Dampak langsung ke Indonesia terbatas karena tidak ada emiten di Bursa Efek Indonesia yang terhubung langsung dengan ekosistem Zcash. Relevansinya lebih pada sisi infrastruktur dan ritel. Indonesia memiliki basis investor aset digital ritel yang aktif, sehingga perubahan protokol seperti NU7 menuntut bursa kripto lokal, penyedia kustodi, dan pengelola node untuk menyesuaikan sistem mereka agar pencatatan saldo serta transaksi ZEC tetap akurat. Selain itu, kinerja sektor mata uang privasi yang jauh di atas pasar secara keseluruhan berfungsi sebagai barometer selera risiko global — ketika minat pada aset digital meningkat, sentimen itu biasanya menular ke saham teknologi di IHSG, meskipun arahnya tidak selalu konsisten.
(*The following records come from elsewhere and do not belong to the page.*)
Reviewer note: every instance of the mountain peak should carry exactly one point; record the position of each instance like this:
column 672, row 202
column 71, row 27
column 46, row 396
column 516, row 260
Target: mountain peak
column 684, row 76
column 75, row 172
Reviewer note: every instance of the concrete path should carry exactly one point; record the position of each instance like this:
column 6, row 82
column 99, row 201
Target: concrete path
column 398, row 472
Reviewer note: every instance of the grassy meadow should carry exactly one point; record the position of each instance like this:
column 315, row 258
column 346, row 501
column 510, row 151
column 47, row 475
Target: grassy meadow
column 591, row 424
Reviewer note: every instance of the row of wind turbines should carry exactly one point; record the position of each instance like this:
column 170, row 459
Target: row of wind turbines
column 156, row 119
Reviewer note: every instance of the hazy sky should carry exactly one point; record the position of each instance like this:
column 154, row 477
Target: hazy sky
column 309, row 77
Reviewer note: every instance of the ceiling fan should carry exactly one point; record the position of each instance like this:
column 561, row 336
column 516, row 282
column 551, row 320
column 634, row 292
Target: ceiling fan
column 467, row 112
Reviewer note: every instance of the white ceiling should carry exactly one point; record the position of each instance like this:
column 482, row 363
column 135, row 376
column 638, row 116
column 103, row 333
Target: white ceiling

Perlu dicatat bahwa USD/IDR berada di level 17.739 pada data pasar terkini, sehingga biaya akuisisi aset berdenominasi dolar tetap mahal bagi investor ritel domestik. Dari sisi regulasi, kerangka pengawasan aset digital berada di ranah Bappebti dan OJK, dan sejauh ini tidak ada indikasi bahwa perkembangan Zcash memengaruhi kebijakan domestik.

Analisis ini dibuat oleh sistem AI Feedberry berdasarkan sumber berita publik dan tidak merupakan saran investasi atau keputusan bisnis. Selalu verifikasi dengan sumber primer.